Conformément au droit international, l’État, en tant que titulaire des droits exclusifs sur les ressources naturelles et en tant que garant de la protection des droits de l’homme dans son territoire, serait en effet le principal responsable pour l’exercice des droits sur les ressources naturelles au service de la protection des droits de l’homme.

Dès lors, il peut être soutenu qu’il n’existe pas réellement de confrontation juridique entre le principe de la souveraineté permanente et les normes relatives aux droits de l’homme mais que, par le biais d’une interprétation contemporaine du principe, il est plutôt possible d’envisager une articulation de ces deux notions juridiques applicable par les États au niveau national et prise en compte par les mécanismes internationaux à l’échelle universelle. Cette nouvelle relecture aura pour thèse qu’il découle du principe de la souveraineté permanente que l’État n’est pas uniquement titulaire de droits mais aussi débiteur d’obligations.

-Intérêt de l’étude

Dans un contexte d’épuisement des ressources naturelles par l’exploitation démesurée et d’actes de violation de droits de l’homme liés à l’exploitation de ressources naturelles, le besoin d’un contrôle consciencieux et respectueux des normes internationales, sur les ressources naturelles se fait sentir de nos jours. Ainsi, la présente étude a l’intention de proposer une voie médiane, dans le cadre de l’application du droit de souveraineté permanente, entre les intérêts de l’État et les intérêts de sa population, de populations locales ou de peuples autochtones affectés par l’exploitation de ressources naturelles.

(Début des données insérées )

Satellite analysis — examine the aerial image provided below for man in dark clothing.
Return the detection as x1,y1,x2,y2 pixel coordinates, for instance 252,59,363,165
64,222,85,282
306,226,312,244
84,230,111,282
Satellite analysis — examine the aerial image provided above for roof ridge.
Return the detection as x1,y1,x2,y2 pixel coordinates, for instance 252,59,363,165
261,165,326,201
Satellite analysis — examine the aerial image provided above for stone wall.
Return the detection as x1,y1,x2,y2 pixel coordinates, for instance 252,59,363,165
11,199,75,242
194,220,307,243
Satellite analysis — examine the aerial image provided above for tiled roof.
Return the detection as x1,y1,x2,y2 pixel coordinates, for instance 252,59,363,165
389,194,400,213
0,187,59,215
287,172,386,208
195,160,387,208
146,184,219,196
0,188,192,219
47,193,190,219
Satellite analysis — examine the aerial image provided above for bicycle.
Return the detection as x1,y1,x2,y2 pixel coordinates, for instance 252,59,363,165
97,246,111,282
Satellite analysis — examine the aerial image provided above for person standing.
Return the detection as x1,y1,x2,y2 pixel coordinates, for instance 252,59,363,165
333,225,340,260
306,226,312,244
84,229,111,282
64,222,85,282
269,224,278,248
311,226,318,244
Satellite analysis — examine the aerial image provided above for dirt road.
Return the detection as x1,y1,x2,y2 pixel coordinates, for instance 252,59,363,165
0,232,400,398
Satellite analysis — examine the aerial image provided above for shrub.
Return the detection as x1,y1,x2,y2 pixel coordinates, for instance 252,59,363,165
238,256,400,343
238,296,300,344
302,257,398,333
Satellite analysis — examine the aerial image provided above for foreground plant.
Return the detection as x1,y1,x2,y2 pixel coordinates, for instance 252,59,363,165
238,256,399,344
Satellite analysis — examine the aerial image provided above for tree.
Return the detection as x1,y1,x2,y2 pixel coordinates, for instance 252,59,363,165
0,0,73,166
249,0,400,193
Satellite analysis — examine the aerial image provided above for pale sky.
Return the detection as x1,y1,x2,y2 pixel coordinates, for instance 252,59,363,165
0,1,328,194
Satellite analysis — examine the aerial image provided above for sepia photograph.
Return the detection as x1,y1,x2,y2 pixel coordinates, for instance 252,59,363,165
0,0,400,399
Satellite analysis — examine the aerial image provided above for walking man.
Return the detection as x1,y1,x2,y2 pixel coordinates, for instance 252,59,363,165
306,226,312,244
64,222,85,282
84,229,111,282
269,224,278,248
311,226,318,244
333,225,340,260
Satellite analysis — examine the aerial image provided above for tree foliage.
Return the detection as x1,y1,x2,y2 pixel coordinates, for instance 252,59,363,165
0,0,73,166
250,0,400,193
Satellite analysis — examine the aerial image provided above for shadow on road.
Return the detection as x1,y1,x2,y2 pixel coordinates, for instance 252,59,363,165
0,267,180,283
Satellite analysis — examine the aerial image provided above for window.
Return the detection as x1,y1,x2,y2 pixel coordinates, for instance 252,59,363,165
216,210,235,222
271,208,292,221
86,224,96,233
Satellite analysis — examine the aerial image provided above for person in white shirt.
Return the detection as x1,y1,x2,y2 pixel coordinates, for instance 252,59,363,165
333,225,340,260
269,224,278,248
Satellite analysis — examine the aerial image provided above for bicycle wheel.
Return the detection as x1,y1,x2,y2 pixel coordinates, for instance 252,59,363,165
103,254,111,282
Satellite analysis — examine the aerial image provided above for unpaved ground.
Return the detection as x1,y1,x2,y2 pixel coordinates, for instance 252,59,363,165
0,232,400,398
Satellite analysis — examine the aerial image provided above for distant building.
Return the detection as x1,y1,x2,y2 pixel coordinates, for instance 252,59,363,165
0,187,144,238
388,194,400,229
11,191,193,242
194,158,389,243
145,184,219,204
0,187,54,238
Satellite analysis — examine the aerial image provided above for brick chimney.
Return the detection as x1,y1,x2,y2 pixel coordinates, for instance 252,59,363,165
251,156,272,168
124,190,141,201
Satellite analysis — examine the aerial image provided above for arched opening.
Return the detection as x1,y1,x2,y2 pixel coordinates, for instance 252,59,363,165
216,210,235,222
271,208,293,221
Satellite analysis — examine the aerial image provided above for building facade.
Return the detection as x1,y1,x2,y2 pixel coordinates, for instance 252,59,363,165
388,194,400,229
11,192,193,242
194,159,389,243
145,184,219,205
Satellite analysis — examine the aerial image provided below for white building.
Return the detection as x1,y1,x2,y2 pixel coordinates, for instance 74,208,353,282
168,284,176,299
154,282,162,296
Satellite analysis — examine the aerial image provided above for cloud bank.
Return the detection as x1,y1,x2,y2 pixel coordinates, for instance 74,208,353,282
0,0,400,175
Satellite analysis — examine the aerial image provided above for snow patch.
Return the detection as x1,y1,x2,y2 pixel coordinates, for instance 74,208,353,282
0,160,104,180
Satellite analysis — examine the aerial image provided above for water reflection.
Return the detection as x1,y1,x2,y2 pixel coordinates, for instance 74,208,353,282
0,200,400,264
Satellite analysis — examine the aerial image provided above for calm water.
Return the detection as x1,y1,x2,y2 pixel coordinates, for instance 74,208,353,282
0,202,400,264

Par ailleurs, ce travail aura pour but de mettre en question la place du principe de la souveraineté permanente sur les ressources naturelles sur la souveraineté aujourd’hui dans le cadre de l’exploitation des ressources naturelles, ainsi que de contribuer à la sauvegarde du droit des peuples et des droits de l’homme, en renforçant l’engagement international de l’État à ce propos ainsi que l’esprit de coopération internationale.

En substance, le principal intérêt de notre étude est de montrer de quelle manière le principe de la souveraineté permanente sur les ressources naturelles peut conférer à l’État des droits relatifs à la jouissance de ressources naturelles dans son territoire et, simultanément, que ce principe est susceptible d’engager l’État à des obligations relatives aux droits de l’homme dans le cadre de la jouissance de ces ressources.